SVB Financial Group accuses FDIC of cutting it off from cash
2023.03.21 13:54
© Reuters. FILE PHOTO: Destroyed SVB (Silicon Valley Bank) logo is seen in this illustration taken March 13, 2023. REUTERS/Dado Ruvic/Illustration/File Photo
By Dietrich Knauth
(Reuters) – SVB Financial Group said on Tuesday the U.S. Federal Deposit Insurance Corporation had taken “improper actions” to cut it off from cash held at its former subsidiary Silicon Valley Bank, which was seized by regulators to stem a national bank run.
SVB Financial made the accusations in court filings ahead of its first bankruptcy hearing on Tuesday afternoon in Manhattan. It filed for Chapter 11 protection about a week after California banking regulators on March 10 closed Silicon Valley Bank in the largest U.S. bank failure since the 2008 financial crisis.
The collapse this month of the Santa Clara, California-based bank and Signature Bank (NASDAQ:), another U.S. midsized lender, prompted a rout in banking stocks as investors worried about other ticking bombs in the banking system and led to UBS Group AG (SIX:)’s takeover of 167-year-old Credit Suisse Group AG to avert a wider crisis.
SVB Financial is exploring options, including a potential bankruptcy sale, for its venture capital and investment banking units, which were not included in the FDIC takeover of Silicon Valley Bank, while continuing to operate its businesses, it said on Monday.

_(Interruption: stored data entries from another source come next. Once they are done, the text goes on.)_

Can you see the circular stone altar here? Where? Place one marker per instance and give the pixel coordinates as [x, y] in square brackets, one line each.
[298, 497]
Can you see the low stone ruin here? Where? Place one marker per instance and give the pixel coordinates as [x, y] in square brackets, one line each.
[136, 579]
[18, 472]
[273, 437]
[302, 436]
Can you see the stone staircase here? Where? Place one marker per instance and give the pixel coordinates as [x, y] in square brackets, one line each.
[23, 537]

The company, which has about $2 billion in cash at its former subsidiary, said in court filings that the FDIC receiver had blocked a $250 million wire transfer, removed $19 million from an SVB Financial bank account, and attempted to claw back payments to SVB Financial’s bankruptcy attorneys and financial advisers, among other “improper actions.”
The company has asked U.S. Bankruptcy Judge Martin Glenn, who is overseeing its Chapter 11 process, to allow it to move funds held at Silicon Valley Bank to a different bank.
But the FDIC said in Tuesday court filings that it had placed a hold on all of SVB Financial’s bank accounts, as part of its investigation of potential claims against the bank’s former parent. That action was a legal and necessary part of stabilizing banking operations during the transfer to new management, according to the court filings.
SVB Financial and two top executives were sued last week by shareholders who accused them of concealing how rising interest rates would leave the Silicon Valley Bank unit “particularly susceptible” to a bank run.
SVB Financial did not immediately respond to a request for comment.
SVB Financial has $3.4 billion in debt and it manages about $9.5 billion of other investors’ money across its portfolio of venture capital and credit funds, according to court filings. Silicon Valley Bank was SVB Financial’s largest asset, accounting for more than $15.5 billion of SVB Financial’s $19.7 billion in total assets.